Obviously in the case of intestate succession, the deceased had no opportunity of determining what should happen to his assets upon death, or how his estate should be administrated.  In the case of intestate succession, the matter was essentially dealt with fairly simply at the most basic level:  Everything went to the oldest male child who succeeded as the paterfamilias, and took over the reigns from the deceased.  This is not to say that women could never have estates that devolved upon others at death.  Women sui iuris (= not under the power of a paterfamilias) were entirely capable of executing wills, and their estates could also devolve ab intestato(= intestate).

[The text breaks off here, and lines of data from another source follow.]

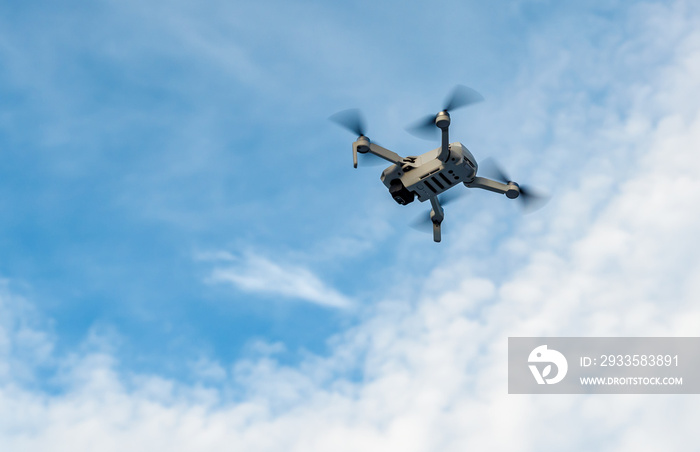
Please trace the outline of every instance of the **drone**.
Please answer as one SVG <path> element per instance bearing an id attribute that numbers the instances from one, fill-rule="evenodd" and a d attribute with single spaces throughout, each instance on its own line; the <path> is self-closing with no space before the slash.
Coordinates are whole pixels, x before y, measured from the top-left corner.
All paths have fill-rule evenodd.
<path id="1" fill-rule="evenodd" d="M 357 109 L 344 110 L 329 119 L 358 135 L 352 144 L 353 166 L 357 168 L 358 153 L 373 154 L 390 163 L 382 171 L 381 181 L 389 189 L 389 194 L 397 203 L 408 205 L 416 198 L 418 201 L 430 201 L 429 221 L 432 223 L 433 240 L 442 240 L 441 225 L 445 219 L 443 206 L 454 196 L 444 194 L 460 183 L 468 188 L 481 188 L 504 194 L 509 199 L 520 198 L 525 205 L 543 197 L 532 190 L 511 180 L 495 163 L 492 166 L 494 179 L 477 176 L 476 159 L 462 143 L 450 143 L 450 112 L 476 104 L 484 97 L 472 88 L 457 85 L 447 98 L 444 108 L 436 115 L 429 115 L 416 122 L 408 131 L 421 138 L 434 139 L 440 131 L 441 146 L 419 156 L 401 157 L 397 153 L 370 141 L 365 134 L 364 121 Z M 454 193 L 454 192 L 452 192 Z"/>

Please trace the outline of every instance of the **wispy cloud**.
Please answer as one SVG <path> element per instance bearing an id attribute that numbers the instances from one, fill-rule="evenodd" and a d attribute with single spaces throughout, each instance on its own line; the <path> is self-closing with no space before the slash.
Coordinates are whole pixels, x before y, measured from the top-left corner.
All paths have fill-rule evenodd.
<path id="1" fill-rule="evenodd" d="M 330 308 L 352 306 L 348 297 L 302 266 L 273 262 L 252 253 L 242 257 L 227 253 L 205 256 L 224 257 L 228 261 L 211 272 L 209 282 L 230 283 L 245 292 L 302 300 Z"/>
<path id="2" fill-rule="evenodd" d="M 688 16 L 664 11 L 671 19 Z M 700 61 L 698 30 L 686 30 L 684 60 Z M 660 31 L 647 30 L 642 43 Z M 533 64 L 546 71 L 547 61 Z M 585 63 L 597 75 L 606 68 Z M 583 66 L 569 70 L 585 75 Z M 358 325 L 333 338 L 326 357 L 283 365 L 272 356 L 280 346 L 261 344 L 262 357 L 230 366 L 196 361 L 200 380 L 189 384 L 131 378 L 109 356 L 80 352 L 64 366 L 74 384 L 61 395 L 0 381 L 0 443 L 30 452 L 686 450 L 696 437 L 695 397 L 514 397 L 505 381 L 507 336 L 696 334 L 700 111 L 696 95 L 681 94 L 697 85 L 700 66 L 666 69 L 643 88 L 667 86 L 665 95 L 677 97 L 685 114 L 659 112 L 649 98 L 640 108 L 618 95 L 617 122 L 542 118 L 580 128 L 596 144 L 569 133 L 553 138 L 591 163 L 561 184 L 559 198 L 537 217 L 545 220 L 524 222 L 506 239 L 494 240 L 500 230 L 483 232 L 496 242 L 493 250 L 470 250 L 466 259 L 463 250 L 458 258 L 446 252 L 441 267 L 417 283 L 426 296 L 368 307 Z M 654 72 L 646 64 L 629 70 Z M 622 92 L 620 84 L 611 89 Z M 636 152 L 609 156 L 620 141 Z M 215 283 L 325 306 L 350 303 L 304 266 L 253 253 L 197 257 L 216 266 Z M 477 277 L 469 265 L 491 273 Z M 22 340 L 10 323 L 0 322 L 7 344 L 0 360 Z"/>

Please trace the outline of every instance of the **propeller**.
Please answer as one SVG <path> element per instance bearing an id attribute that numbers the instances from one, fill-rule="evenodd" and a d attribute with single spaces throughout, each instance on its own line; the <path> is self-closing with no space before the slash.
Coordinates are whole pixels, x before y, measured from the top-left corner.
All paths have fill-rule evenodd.
<path id="1" fill-rule="evenodd" d="M 445 100 L 445 106 L 441 111 L 446 111 L 449 113 L 457 110 L 458 108 L 476 104 L 483 100 L 484 96 L 479 94 L 476 90 L 464 85 L 457 85 Z M 418 138 L 433 140 L 436 138 L 438 133 L 438 128 L 435 125 L 436 117 L 437 115 L 425 116 L 423 119 L 416 121 L 412 126 L 409 126 L 406 130 Z"/>
<path id="2" fill-rule="evenodd" d="M 459 199 L 462 199 L 469 192 L 465 190 L 450 190 L 438 196 L 438 201 L 440 201 L 440 206 L 445 207 Z M 415 220 L 410 223 L 410 226 L 420 232 L 433 233 L 433 222 L 430 219 L 430 210 L 427 214 L 422 213 Z"/>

As far as we know, the initial will was a verbally executed stated intention before the comitia calata, in terms of which the testator simply formally stated his intention in respect of his estate upon his demise in the comitia curiata (= curiate assembly, the assembly of the people in the form of their 30 curiae, or divisions of the patriciate).  In this form the c. curiata was termed the c. calata, probably called this as a result of the sacred function it performed in respect of wills and adoptions (calata from calator, meaning someone in attendance upon a priest).  Soldiers on active duty could also make a verbal will called a testamentum in procinctŭ, meaning literally a will made in battle formation ( = in procinctŭ).  As writing became the norm for purposes of recording important events and information, both these forms of will disappeared fairly early, although they technically remained possibilities for executing a will until late in the development.

A third form of will also developed fairly early, probably simultaneously with the development of the institution of mancipatio, of which I have also written elsewhere, the testamentum per aes et libram.  The estate was symbolically transferred to a trusted person (= familiae emptor (lit. buyer of the family)) by way of the highly formal mancipatio procedure, involving the weighing of bronze (aes, currency) in the scales (libra) in the presence of witnesses.  The familiae emptor was formally charged with distributing the assets to the heirs upon the death of the testator.  This form of executing a will had fallen into desuetude during the empire.

Written wills (when they came to be) were lodged in the temple of Vesta (the goddess of the home and the hearth) and it was the sacred duty of the priestesses of Vesta, the Vestal Virgins,3 to guard the wills and to bring a will forth upon the death of the testator.  The Vestal Virgins tended the sacred fire of Vesta (symbol of the home and more particularly the hearth), and also symbolic of the perpetuation of the persona of the individual.

No will was valid without it instituting the heir (heredis institutio).  This was so important because the heir had to see to the perpetuation of the testator’s persona, and the heir so instituted (heres necessarius = necessary heir) had to inherit a minimum portion of the estate, later fixed upon a quarter.  It must be emphasized that in most modern jurisdictions only the assets are inherited, and any debts owing at the time of death have to be paid from the estate.  Where there is insufficient assets in the estate to cover debts, the estate is simply insolvent.  In Roman law, the estate itself was inherited, and any debts not paid from the estate had to be covered by the heres necessarius – not an enviable job where the testator was (for example) a heavy gambler down on his luck shortly before death.  For this reason, creditors of the estate could even later demand a guarantee (satisdatio = lit. giving enough) of the heir that he will pay the debts. 

Effectively administration of the estate entailed liquidating assets in so far as was necessary to pay any debts, after which any remaining debts were to be paid by the heirs.  If sufficient cash was available and all debts paid, the estate first had to pay out specific bequests, after which the heirs got their chance to share in the spoils.



1 Intitutiones II:97.

2 Institutiones 2.9.6.

3 Incidentally the precursor of the later institution in the Roman Church of nuns, who until fairly recently also wore headdresses (wimples) strongly reminiscent of the headdress of the Vestals.